Our unique planet, the Earth, is one of the most peculiar features of the universe we know, maybe even the most peculiar. In the vastness of the cosmos, where there are billions of galaxies and stars of all sorts, a world like ours is still, as far as current knowledge indicates, absolutely unique. We do not have any other example of a planet whose environmental conditions allowed a great many living organisms to appear and develop. Until very recently, we did not even have evidence of other planets in the universe, apart from the ones in our on solar system. This anomalous exception has been revealed as the norm in many nearby stars in our galaxy, the Milky Way. Since the first worlds were found orbiting other stars in the 1990s, in barely two decades, more than three thousand extrasolar planets have been found. In my opinion, this constitutes one of the most relevant facts in twenty-first century astrophysics, and is one of the fields with the greater future potential.
There are several methods for the detection of exoplanets, two of which I would like to highlight: the first one, known as radial velocities, involves measuring the Doppler shift in the spectral lines of the chosen star.
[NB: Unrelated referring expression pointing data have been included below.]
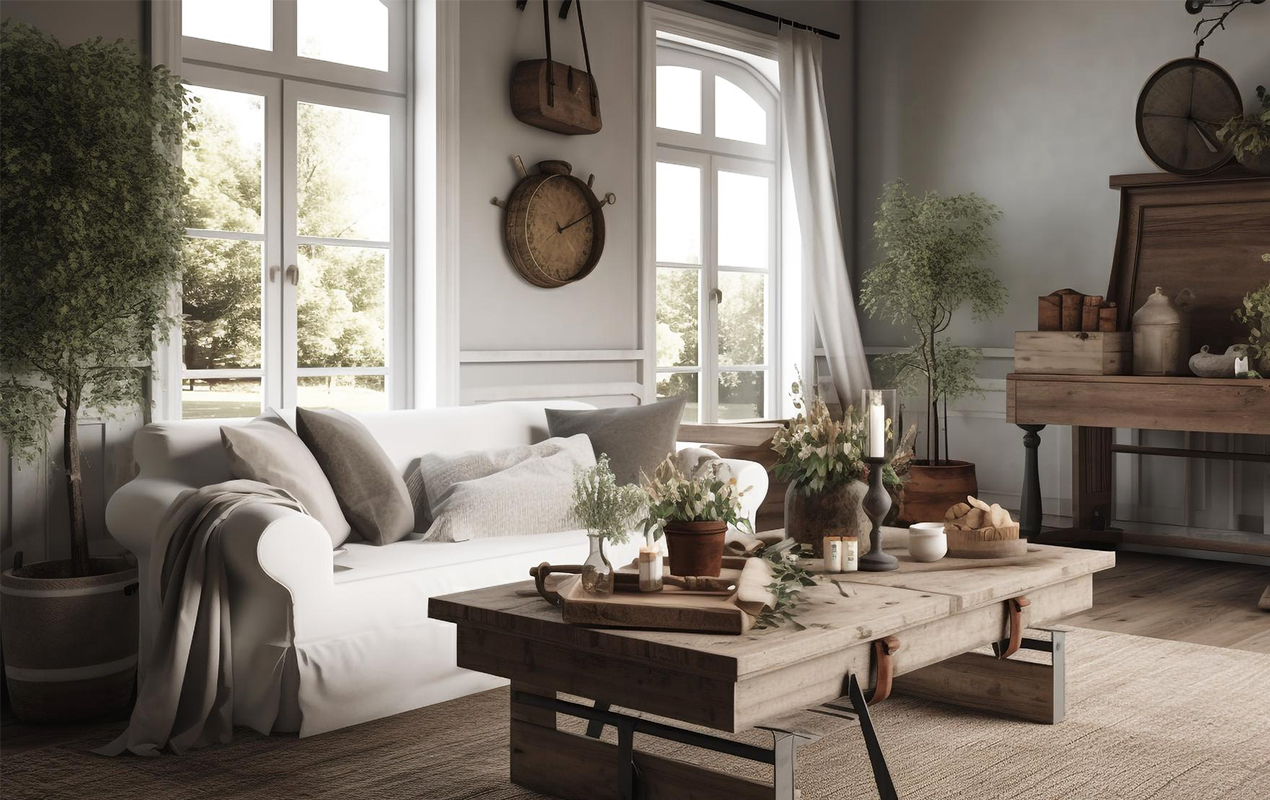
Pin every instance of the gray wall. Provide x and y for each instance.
(1031, 104)
(499, 310)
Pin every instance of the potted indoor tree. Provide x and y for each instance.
(694, 513)
(92, 245)
(934, 250)
(821, 459)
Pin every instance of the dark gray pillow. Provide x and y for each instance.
(635, 438)
(267, 450)
(368, 488)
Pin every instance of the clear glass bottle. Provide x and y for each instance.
(597, 573)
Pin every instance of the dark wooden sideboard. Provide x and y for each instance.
(1094, 406)
(1205, 234)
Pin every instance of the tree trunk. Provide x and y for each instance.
(74, 489)
(932, 443)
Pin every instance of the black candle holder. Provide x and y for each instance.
(876, 503)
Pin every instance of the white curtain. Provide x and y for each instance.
(809, 155)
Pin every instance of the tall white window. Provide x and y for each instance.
(716, 241)
(296, 290)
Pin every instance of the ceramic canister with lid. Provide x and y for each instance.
(1161, 334)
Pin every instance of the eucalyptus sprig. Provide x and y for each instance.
(602, 507)
(789, 578)
(673, 497)
(815, 450)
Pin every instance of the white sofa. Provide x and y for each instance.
(324, 639)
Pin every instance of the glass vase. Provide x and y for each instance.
(597, 573)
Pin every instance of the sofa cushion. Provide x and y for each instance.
(267, 450)
(368, 488)
(531, 495)
(636, 438)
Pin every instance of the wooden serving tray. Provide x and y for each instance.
(669, 610)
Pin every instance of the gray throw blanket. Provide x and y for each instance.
(187, 696)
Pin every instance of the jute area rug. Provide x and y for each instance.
(1146, 718)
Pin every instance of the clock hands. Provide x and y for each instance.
(608, 201)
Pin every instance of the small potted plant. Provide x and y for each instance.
(1249, 136)
(694, 513)
(1255, 313)
(932, 250)
(607, 512)
(821, 459)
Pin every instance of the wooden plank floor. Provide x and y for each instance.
(1184, 600)
(1163, 597)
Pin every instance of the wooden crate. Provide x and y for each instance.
(1062, 352)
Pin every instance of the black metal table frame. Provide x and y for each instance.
(781, 756)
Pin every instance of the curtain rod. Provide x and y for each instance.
(774, 18)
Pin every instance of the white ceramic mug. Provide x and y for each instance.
(927, 541)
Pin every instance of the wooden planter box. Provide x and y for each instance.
(1062, 352)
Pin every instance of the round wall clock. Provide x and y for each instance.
(555, 225)
(1180, 111)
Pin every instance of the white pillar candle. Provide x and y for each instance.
(876, 426)
(649, 569)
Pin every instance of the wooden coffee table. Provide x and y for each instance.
(916, 625)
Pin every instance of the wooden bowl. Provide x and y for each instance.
(997, 542)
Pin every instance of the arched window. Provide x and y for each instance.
(716, 231)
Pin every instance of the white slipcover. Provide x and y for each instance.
(323, 639)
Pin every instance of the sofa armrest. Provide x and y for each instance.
(267, 545)
(755, 476)
(136, 508)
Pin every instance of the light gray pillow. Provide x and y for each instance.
(370, 490)
(268, 451)
(532, 495)
(635, 438)
(437, 474)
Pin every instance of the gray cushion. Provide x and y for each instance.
(531, 494)
(370, 490)
(635, 438)
(268, 451)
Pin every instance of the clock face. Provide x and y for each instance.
(560, 227)
(1180, 111)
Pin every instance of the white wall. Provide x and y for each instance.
(33, 514)
(1031, 106)
(601, 314)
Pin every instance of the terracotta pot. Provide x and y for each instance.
(832, 512)
(696, 547)
(70, 644)
(932, 489)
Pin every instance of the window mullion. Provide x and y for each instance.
(709, 354)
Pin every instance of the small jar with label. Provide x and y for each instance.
(850, 554)
(833, 554)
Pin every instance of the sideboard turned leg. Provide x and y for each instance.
(1029, 504)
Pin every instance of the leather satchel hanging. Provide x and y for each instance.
(554, 95)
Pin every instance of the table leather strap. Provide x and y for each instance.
(1014, 613)
(885, 667)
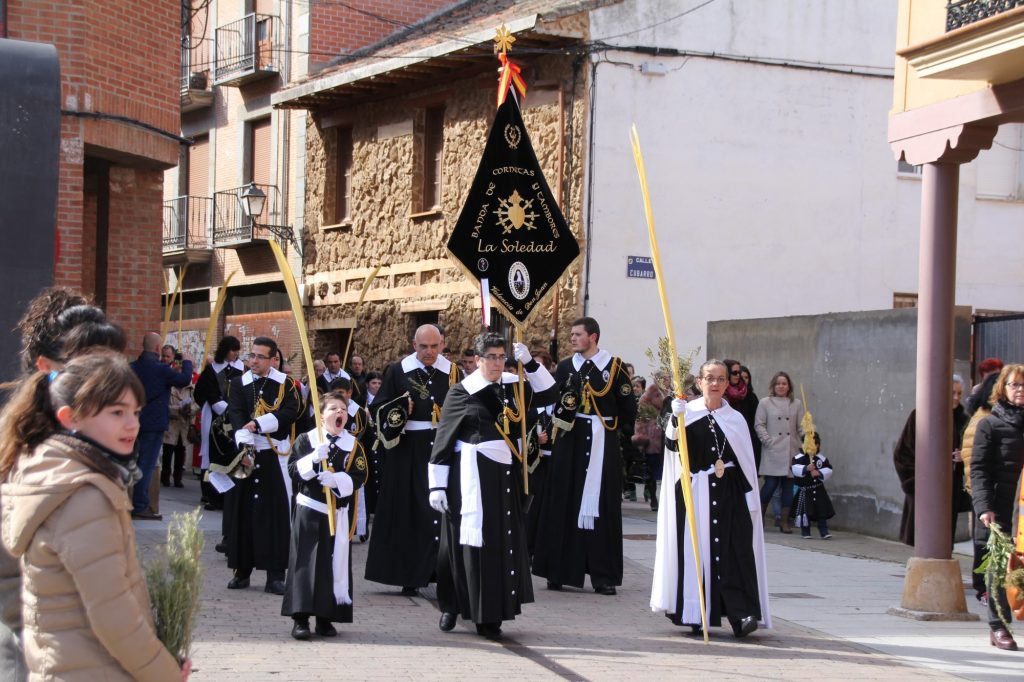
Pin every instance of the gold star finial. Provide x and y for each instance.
(503, 39)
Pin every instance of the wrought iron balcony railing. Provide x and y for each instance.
(247, 49)
(197, 86)
(963, 12)
(186, 227)
(232, 228)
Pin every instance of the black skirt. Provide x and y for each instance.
(491, 583)
(257, 520)
(732, 588)
(309, 587)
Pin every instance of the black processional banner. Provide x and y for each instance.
(511, 231)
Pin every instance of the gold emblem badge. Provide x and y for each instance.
(512, 135)
(514, 213)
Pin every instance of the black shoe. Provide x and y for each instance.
(446, 624)
(325, 628)
(301, 630)
(744, 627)
(489, 630)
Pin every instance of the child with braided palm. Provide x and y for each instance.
(320, 573)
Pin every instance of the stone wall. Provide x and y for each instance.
(858, 371)
(385, 228)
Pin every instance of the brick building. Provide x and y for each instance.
(236, 54)
(118, 134)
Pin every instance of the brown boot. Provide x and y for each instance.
(784, 525)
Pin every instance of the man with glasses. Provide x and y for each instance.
(407, 531)
(483, 565)
(261, 409)
(581, 524)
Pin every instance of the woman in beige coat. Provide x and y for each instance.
(66, 445)
(778, 428)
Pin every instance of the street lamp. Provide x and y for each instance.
(253, 200)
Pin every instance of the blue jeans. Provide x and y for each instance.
(151, 446)
(768, 489)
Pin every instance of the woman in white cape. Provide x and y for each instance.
(728, 512)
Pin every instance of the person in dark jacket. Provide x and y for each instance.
(740, 396)
(158, 379)
(903, 460)
(995, 471)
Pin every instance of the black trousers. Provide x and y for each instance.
(174, 455)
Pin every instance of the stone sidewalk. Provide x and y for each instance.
(828, 604)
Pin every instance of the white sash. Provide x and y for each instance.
(339, 562)
(471, 528)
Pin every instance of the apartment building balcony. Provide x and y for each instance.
(982, 40)
(186, 230)
(232, 228)
(197, 85)
(248, 49)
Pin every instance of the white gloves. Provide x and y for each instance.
(339, 480)
(521, 353)
(320, 455)
(438, 500)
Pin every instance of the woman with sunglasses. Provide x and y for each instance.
(995, 473)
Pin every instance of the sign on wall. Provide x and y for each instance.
(640, 267)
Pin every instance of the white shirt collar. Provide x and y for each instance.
(600, 359)
(475, 381)
(275, 375)
(411, 361)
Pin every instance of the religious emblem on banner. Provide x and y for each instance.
(511, 229)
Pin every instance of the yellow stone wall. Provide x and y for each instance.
(921, 20)
(382, 230)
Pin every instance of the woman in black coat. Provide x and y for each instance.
(995, 470)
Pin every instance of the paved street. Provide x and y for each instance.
(828, 601)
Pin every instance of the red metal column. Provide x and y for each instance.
(937, 276)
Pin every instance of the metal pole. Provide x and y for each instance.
(937, 275)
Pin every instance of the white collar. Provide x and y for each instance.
(600, 359)
(475, 381)
(345, 439)
(411, 361)
(275, 375)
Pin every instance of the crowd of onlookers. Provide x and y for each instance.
(792, 477)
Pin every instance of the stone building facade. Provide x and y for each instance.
(389, 222)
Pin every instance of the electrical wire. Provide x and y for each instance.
(657, 24)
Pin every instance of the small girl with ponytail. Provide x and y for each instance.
(66, 461)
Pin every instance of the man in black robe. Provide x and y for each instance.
(320, 576)
(211, 396)
(581, 526)
(261, 407)
(483, 564)
(407, 531)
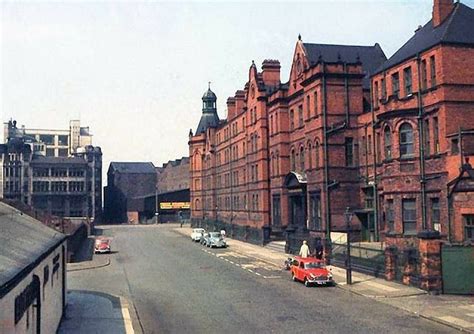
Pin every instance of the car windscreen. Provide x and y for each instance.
(314, 265)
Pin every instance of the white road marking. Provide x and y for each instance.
(249, 265)
(233, 254)
(381, 286)
(127, 321)
(457, 321)
(468, 307)
(271, 277)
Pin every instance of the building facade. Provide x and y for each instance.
(127, 185)
(173, 175)
(350, 129)
(51, 142)
(62, 186)
(33, 281)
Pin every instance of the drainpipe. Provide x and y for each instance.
(346, 97)
(269, 178)
(421, 136)
(374, 167)
(326, 156)
(366, 145)
(450, 208)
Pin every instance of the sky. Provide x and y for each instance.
(135, 72)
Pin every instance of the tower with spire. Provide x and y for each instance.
(209, 116)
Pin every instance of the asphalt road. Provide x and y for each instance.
(178, 286)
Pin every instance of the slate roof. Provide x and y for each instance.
(23, 241)
(371, 57)
(208, 120)
(39, 159)
(458, 28)
(133, 167)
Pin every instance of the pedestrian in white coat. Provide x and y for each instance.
(304, 250)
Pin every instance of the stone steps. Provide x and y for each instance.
(277, 246)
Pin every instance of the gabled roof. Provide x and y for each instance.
(39, 159)
(24, 241)
(457, 28)
(133, 167)
(371, 57)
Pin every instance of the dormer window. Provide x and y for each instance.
(395, 84)
(407, 78)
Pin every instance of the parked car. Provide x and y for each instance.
(214, 239)
(102, 245)
(197, 233)
(310, 271)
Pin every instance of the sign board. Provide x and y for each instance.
(174, 205)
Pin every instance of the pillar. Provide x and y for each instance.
(430, 261)
(390, 263)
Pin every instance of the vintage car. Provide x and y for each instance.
(102, 245)
(214, 239)
(310, 271)
(197, 233)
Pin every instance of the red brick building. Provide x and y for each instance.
(349, 129)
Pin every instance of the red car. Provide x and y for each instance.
(102, 245)
(310, 271)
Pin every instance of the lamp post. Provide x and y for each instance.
(156, 205)
(348, 217)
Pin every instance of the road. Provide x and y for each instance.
(178, 286)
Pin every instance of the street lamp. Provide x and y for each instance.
(348, 217)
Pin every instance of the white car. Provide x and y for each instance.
(197, 233)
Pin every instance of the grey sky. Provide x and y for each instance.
(135, 71)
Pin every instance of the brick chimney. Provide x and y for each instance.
(441, 10)
(271, 72)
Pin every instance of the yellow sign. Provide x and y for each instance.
(174, 205)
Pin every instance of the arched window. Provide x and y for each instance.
(316, 155)
(387, 136)
(293, 160)
(272, 165)
(277, 169)
(302, 159)
(406, 140)
(310, 159)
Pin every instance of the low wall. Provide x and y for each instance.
(235, 231)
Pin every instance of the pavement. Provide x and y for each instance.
(452, 310)
(95, 312)
(92, 311)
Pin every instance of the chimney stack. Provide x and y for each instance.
(441, 10)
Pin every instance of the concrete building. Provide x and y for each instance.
(50, 142)
(32, 274)
(68, 186)
(350, 128)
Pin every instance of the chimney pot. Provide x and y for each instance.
(441, 10)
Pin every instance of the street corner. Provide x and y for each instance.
(97, 312)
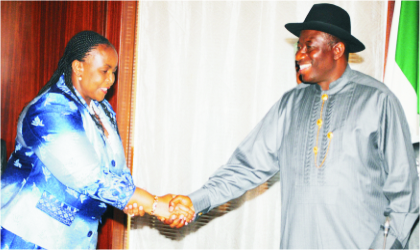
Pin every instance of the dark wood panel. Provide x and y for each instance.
(20, 60)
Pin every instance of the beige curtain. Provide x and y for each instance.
(207, 73)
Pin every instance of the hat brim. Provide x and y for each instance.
(353, 44)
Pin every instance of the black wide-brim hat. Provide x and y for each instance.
(330, 19)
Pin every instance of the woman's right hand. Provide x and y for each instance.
(183, 216)
(134, 210)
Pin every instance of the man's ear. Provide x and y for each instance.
(77, 67)
(338, 50)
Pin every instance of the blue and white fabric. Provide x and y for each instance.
(63, 172)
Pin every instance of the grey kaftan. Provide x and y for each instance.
(369, 170)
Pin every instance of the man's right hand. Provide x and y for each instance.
(180, 203)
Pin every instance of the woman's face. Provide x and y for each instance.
(97, 72)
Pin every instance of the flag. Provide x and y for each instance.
(402, 68)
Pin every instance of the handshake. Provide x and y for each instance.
(174, 210)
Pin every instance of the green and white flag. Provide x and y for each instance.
(402, 68)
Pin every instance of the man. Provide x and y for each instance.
(342, 146)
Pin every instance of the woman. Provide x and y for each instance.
(68, 163)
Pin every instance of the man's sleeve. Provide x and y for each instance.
(252, 163)
(401, 186)
(55, 132)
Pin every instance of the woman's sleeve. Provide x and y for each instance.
(53, 128)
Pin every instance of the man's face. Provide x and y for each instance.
(315, 58)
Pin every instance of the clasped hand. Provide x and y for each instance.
(175, 211)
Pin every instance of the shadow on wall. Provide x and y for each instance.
(179, 234)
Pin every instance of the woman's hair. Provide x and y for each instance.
(78, 48)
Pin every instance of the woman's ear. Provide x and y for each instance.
(77, 67)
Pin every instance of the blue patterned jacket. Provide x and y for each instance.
(63, 172)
This effect is induced by the orbital movement of the planet around the star. This method has allowed experts to discover many exoplanets, but it is useful only across short distances, a few hundred light years, and the detected planets need to be very close to their mother stars. On the other hand, this can help us to verify candidates found thanks to the other method (transit photometry). The latter is based on observing the decrease in a star’s brightness when a planet passes in front of it, the disadvantage being that it can only be used with planets whose orbits are perfectly aligned with our point of view. It was precisely this detection system that led to the enormous success of space telescopes such as Kepler, specifically dedicated to the search for exoplanets even the size of the Earth.
«The philosophical implications for humankind of finding a planet with evidence of biological activity are enormous»
So finding exoplanets similar to the Earth seems only a matter of time and technology, and astrophysicists think this objective may be achieved in the next decade. The interest in worlds similar to ours goes beyond the purely scientific, since everything suggests that there must be a huge number of them, so the possibility that some of them harbour life is not negligible: the philosophical implications for humankind of finding a planet with evidence of biological activity are enormous.
The most optimistic scientists think that the future giant telescopes of the next decade will help us to discover thousands of new «Earths», while the most cautious ones think there will only be a handful. Whatever the result, there seems to be no doubt that the near future will be very interesting. Will we manage to find «exo-earths»? And, even more importantly, life? Only time will tell if our world is the only exception in the universe or, conversely, it is just another voice in the symphony of the cosmic ocean, as Carl Sagan said.